The second dilemma is related to Russian citizens living in Western countries. China's 2017 Intelligence Law is known to require its citizens to support their country's intelligence efforts, a provision that has raised concerns about "everyday espionage" by Chinese nationals both inside China and abroad . The Russian authorities have not (yet) passed such a law, but there is good reason to believe that they are getting pretty close to it. The continued radicalization of the regime - with its aggressive talk of "patriots" and "traitors" - would easily lead to a situation where Russian citizens in the West would find themselves under pressure from authorities to support state intelligence efforts.

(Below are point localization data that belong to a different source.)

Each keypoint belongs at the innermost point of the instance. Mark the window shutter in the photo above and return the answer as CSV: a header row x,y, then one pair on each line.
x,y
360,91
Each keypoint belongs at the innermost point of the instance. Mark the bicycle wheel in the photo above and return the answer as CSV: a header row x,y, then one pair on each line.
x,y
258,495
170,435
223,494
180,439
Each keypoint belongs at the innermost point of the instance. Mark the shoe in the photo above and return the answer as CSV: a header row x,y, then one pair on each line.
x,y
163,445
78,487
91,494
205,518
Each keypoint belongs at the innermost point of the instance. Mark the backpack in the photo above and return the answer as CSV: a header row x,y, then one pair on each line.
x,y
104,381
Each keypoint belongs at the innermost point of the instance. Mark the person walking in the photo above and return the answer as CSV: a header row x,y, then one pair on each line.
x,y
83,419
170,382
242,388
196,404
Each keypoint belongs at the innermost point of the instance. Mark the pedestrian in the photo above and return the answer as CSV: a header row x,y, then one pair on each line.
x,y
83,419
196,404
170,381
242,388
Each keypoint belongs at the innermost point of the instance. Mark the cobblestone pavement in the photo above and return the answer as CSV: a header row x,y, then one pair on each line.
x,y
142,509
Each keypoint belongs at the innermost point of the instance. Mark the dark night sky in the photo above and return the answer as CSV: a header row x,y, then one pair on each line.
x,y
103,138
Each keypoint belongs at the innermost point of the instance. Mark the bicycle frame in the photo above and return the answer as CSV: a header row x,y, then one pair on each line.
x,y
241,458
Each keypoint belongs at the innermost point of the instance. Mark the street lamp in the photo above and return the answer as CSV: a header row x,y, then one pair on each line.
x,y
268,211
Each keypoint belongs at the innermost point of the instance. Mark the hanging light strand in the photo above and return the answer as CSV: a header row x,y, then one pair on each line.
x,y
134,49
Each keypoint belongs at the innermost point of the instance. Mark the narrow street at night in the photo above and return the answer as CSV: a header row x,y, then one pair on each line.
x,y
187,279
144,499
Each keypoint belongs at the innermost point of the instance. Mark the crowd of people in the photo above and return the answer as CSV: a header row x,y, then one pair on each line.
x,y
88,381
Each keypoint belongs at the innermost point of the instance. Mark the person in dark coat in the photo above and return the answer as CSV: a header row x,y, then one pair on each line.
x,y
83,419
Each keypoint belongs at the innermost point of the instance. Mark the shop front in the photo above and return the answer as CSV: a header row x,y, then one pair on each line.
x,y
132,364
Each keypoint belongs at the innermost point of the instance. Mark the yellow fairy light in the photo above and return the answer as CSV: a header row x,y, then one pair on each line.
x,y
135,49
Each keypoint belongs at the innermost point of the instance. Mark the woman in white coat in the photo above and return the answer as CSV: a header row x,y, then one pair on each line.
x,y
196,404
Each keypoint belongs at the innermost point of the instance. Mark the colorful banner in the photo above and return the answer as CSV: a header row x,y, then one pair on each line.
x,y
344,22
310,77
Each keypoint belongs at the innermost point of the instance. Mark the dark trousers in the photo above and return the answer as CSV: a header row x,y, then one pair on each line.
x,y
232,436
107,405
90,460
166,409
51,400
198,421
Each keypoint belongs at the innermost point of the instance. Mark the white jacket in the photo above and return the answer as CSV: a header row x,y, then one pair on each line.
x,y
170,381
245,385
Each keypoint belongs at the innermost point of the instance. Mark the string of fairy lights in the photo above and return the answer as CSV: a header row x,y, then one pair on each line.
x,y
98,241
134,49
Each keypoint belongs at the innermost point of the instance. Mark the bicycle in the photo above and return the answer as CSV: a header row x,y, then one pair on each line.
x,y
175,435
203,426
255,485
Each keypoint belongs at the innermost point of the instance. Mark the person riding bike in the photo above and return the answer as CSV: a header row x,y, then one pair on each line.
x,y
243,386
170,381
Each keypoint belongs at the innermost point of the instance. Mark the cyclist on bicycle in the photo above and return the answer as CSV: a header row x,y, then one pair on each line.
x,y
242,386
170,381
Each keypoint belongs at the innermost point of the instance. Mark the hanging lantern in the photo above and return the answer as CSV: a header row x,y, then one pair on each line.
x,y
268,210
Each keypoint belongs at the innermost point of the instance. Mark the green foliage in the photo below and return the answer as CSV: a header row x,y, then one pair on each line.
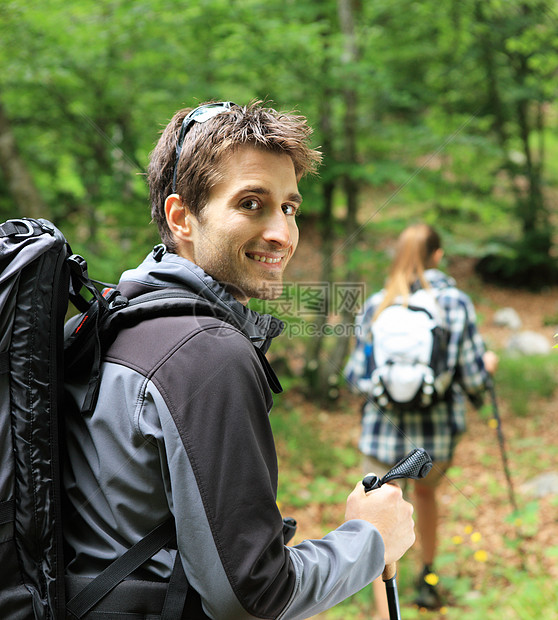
x,y
523,380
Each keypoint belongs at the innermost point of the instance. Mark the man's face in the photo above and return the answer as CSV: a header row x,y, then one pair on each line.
x,y
246,233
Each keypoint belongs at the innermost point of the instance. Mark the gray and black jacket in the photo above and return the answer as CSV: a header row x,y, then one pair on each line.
x,y
181,427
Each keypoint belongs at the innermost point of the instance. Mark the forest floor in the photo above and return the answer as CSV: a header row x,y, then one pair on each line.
x,y
481,538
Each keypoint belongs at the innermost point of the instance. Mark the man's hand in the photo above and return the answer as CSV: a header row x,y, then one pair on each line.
x,y
386,509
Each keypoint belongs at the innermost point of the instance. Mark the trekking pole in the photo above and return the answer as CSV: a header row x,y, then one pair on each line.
x,y
501,441
416,465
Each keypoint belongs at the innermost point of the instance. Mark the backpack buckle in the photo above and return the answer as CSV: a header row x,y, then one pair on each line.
x,y
29,232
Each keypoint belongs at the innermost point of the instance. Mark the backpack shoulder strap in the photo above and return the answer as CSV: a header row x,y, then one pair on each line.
x,y
126,564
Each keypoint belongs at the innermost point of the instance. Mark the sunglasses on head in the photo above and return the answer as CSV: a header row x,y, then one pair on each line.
x,y
199,115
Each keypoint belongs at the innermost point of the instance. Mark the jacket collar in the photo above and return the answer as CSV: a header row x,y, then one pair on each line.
x,y
164,270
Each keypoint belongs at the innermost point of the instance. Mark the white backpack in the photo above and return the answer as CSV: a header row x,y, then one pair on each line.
x,y
409,350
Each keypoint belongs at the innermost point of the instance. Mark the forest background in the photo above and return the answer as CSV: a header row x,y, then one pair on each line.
x,y
443,112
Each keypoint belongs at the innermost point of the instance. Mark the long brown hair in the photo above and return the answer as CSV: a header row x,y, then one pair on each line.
x,y
414,251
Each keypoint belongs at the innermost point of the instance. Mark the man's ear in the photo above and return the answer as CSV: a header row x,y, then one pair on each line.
x,y
178,218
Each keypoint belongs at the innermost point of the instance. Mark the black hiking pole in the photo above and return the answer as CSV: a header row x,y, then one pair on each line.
x,y
416,465
502,442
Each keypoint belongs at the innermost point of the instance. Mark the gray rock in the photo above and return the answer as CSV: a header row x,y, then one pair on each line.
x,y
540,486
529,343
507,317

This is likely to encourage Western governments to introduce stricter vetting of Russian citizens before allowing them into critical sectors such as academia or industry.
The final dilemma concerns prioritization. Given the scope and nature of Russian intelligence in all three areas, what should we prioritize? We are well beyond intelligence as the kind of knowledge produced by traditional spies in our relationship with the wider Russian intelligence community. A key word for a very diverse range of intelligence activities is "destroy" - in the cognitive, cyber and physical domains. And it's done by a very diverse set of actors in a seamless network. This is a huge challenge that will require dedicated work and careful prioritization by Western counterintelligence as the current conflict between Russia and the West continues.